Shoulders rounded with one hand planted on the wall, Saxon’s back expands with a heavy breath. Slowly, that open palm drags into an angry fist, and I swear I can feel the scrape of his roughened fingertips over my skin. His gaze catches on my face, his eyes clear and calm and collected.
Like ice.
“We have a house in Kent.”
I pause. Another house? The retort sits on my tongue, ready to spring. At the last second, I ditch it in hopes of getting answers they might actually deliver. “So, you want to shuffle us from one spot to the next.”
“I want to keep you safe.”
Dammit, Saxon.
Joy sparks heat and, despite everything that’s happened, I struggle with biting back a smile. Destiny. There’s no other reasoning for why one comment like that from him has the black clouds hanging over my head dissipating within seconds.
“You have a heart,” I tell him.
He holds my stare. “Only for you.”
33
Isla
“Get in.”
I ignore Saxon’s order to slip into the car and quickly survey Lyme Street instead. It’s eerily quiet, just as it’s been since we arrived on Monday night. No signs of life. No movement of any kind. Even the array of cars parked along the curb seem frozen in time. Three days of me watching the outside world—this small strip of it, at least—and there’s nothing to indicate that these homes are actually in use.

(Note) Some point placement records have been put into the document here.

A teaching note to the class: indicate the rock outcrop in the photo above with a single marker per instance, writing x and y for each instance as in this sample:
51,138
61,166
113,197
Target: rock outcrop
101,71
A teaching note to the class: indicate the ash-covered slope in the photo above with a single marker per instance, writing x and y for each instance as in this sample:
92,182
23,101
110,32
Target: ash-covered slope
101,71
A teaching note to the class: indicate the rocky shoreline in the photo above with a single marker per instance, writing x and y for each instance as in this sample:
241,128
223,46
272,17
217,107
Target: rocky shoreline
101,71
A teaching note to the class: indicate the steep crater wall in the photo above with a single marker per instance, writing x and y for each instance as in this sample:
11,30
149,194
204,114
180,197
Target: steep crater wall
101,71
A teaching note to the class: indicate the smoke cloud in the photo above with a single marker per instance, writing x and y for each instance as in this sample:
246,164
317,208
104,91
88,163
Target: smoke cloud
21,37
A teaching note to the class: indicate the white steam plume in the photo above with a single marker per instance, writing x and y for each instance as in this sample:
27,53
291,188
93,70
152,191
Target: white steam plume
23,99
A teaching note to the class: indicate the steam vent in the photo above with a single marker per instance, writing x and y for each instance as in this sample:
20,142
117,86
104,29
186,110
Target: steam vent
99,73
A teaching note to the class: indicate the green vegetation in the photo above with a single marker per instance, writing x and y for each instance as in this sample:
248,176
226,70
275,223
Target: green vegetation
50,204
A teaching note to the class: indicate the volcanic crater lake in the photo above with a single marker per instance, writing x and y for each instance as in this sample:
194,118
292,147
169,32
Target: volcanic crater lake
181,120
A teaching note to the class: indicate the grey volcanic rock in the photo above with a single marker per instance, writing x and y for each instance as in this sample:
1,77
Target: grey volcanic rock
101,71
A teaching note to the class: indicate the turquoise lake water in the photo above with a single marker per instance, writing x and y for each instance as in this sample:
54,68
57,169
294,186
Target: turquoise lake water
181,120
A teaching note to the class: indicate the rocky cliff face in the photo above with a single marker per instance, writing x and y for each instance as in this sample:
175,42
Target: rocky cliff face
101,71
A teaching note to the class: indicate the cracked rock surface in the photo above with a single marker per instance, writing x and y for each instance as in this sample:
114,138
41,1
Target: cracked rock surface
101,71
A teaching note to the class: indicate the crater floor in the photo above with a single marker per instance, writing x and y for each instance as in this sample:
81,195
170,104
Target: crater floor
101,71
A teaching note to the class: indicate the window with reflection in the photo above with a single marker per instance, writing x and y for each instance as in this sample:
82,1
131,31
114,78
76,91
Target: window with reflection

“Do you own it all?” I ask quietly, aware of Peter and Josie, who have already made themselves at home in the back of Saxon’s sleek car with our single duffel. Our entire lives—all three of ours—shoved into one bag of poorly sewn polyester. “The street, I mean. Do you own all these houses?”
His hand finds the small of my back, beneath the fabric of my shirt. “Yes.”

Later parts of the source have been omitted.